Schaltegger, EMAN 2016, Keynote, Corporate Support for Sustainability
Keynote Schaltegger: UnterstützerInnen in Unternehmen. Letzter Platz: 7,3% Finance/Accounting

Teemu Malmi unterstützt diese Sichtweise. Denn trotz aller Fortschritte zu CSR und Nachhaltigkeit in Unternehmen, worum geht’s denn am Ende des Tages vor allem? Um Budgets, Profitabilität, Kosten, Effizienz, Anreizsysteme.

Fügen wir noch ein weiteres Stückchen dieses Puzzles hinzu. Wer steht (neben CEO, Chefchef/in, Big Boss/in) an vorderster Stelle, wenn es darum geht, Projekte (nicht) zu ermöglichen? Genau, der/die Finanzchef/in. Und wer ist an letzter Stelle, wenn es um die Unterstützung von Nachhaltigkeit in Unternehmen geht? Wieder gewonnen: der/die Finanzchef/in.

Also: Bewerten wir und hängen wir die finanzielle Darstellung ökologischer und soziale Aspekte als Karotte vor der Finanzer/innens Nasen, um die Debatte und das Denken auch bei jenen in Gang zu bringen.

 

Wie aber sollten wir dies machen?
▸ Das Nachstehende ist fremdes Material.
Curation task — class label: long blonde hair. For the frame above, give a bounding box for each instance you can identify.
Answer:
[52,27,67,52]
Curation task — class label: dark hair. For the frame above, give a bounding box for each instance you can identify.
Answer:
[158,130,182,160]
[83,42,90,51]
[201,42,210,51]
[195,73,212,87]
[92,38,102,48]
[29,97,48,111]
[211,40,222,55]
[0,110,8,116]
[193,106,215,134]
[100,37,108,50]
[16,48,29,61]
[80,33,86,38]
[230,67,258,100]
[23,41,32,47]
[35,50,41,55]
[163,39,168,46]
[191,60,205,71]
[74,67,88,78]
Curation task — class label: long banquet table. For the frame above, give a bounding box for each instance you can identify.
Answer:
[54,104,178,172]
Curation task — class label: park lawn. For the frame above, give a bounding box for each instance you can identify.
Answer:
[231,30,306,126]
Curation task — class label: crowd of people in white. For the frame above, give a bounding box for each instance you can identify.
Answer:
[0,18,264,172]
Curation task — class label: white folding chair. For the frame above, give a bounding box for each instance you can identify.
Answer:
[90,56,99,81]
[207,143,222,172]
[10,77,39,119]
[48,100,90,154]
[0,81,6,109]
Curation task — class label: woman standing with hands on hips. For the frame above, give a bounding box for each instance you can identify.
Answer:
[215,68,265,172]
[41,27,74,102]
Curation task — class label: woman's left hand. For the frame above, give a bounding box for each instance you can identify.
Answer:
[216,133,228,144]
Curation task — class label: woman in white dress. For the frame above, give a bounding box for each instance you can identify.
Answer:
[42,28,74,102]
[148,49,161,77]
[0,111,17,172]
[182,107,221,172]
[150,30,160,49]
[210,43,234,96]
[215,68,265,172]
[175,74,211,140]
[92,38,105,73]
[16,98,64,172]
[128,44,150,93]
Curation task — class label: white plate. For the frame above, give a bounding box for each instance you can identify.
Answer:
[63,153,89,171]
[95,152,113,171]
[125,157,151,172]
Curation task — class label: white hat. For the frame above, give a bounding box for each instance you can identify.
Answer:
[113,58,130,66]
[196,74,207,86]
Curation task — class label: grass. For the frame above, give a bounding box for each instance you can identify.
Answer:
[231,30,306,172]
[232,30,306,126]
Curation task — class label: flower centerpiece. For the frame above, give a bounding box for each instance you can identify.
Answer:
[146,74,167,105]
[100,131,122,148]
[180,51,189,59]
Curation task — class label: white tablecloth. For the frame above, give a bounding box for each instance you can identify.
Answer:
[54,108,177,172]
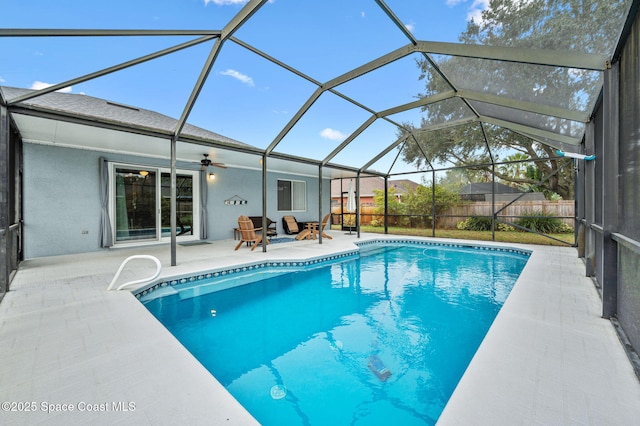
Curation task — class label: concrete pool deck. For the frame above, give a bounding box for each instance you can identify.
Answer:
[0,231,640,425]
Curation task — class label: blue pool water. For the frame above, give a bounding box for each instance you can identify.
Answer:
[141,244,528,425]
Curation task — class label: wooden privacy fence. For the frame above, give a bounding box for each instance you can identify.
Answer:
[332,200,575,229]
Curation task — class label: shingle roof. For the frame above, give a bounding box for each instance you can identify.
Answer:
[460,182,522,195]
[0,86,251,147]
[331,177,419,198]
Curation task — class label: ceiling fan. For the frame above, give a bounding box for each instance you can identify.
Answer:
[200,154,227,171]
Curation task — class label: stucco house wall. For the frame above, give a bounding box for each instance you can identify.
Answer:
[23,143,330,259]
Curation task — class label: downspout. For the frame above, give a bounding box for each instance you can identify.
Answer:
[170,135,178,266]
[383,175,389,235]
[262,152,267,253]
[356,170,360,238]
[431,169,436,238]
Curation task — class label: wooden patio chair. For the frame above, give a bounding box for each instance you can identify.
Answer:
[234,216,269,251]
[296,213,333,240]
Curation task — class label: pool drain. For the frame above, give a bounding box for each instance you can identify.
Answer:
[270,385,287,399]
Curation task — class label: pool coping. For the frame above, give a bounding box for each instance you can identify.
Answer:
[0,235,640,425]
[132,238,532,299]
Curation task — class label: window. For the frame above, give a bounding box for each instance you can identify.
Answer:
[111,165,200,243]
[278,179,307,211]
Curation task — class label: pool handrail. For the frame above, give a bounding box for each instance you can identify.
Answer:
[107,254,162,291]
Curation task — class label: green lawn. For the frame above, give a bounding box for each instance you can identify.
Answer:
[336,226,574,246]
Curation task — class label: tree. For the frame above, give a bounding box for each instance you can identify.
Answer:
[373,179,460,227]
[373,187,406,226]
[402,0,626,198]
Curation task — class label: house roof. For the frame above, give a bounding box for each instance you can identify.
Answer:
[331,176,419,198]
[460,182,523,195]
[0,86,251,148]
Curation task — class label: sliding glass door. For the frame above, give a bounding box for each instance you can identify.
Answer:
[111,165,199,243]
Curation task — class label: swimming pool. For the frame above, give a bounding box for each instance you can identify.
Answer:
[140,242,528,425]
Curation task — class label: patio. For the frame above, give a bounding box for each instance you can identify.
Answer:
[0,231,640,425]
Dafür bringt Mathis Wackernagel drei magische Ingredienzien mit. Um Information rüberzubringen, die eine Transformation auslösen sollen, müssen diese 1) halbwegs akkurat 2) relevant und 3) ermächtigend sein. Schau ma mal, welche Situation wir heute dazu vorfinden.

 

  1. Halbwegs akkurate Daten – bekommt 1 von 3 Punkten.
    Es gibt mittlerweile eine gute Zahl an Methoden der Bewertung. Viele davon benutzen Krücken: subjektive Annahmen und Schätzungen, statistische Näherungen oder auch Koeffizienten. In Summe bringen diese Berechnungen also keine exakten Ergebnisse, aber solche in ausreichend genauen Größenordnungen, um damit informierte Entscheidungen treffen zu können. Um mit Stefan Schaltegger zu sprechen, „diese Methoden entwickeln sich erst zu voller Blüte. Ja, sie sind nicht perfekt, aber wenigstens haben wir heute etwas wo wir vorher gar nichts hatten.“
    Uuuuund! Lassen wir doch auch bei den (angeblich ach so) objektiven Finanzkennzahlen mal die Kirche im Dorf. Die sind doch (zumindest zum Teil) genauso subjektiv. Oder glaubt irgendwer ernsthaft, dass der Wert einer (imaginären) Marke, von Patenten, geistigem Eigentum, usw. zweifelsfrei objektiv ist? Wenn ich da zurückdenke an so manche Finance-Vorlesung im Studium, als wir versucht haben, Aktienpreise zu berechnen und einzuschätzen, ob sie im Vergleich zum Markt über- oder unterbewertet ist... Wir haben dazu oft genug genauso Näherungen und Koeffizienten genutzt, weil keine anderen Daten verfügbar waren.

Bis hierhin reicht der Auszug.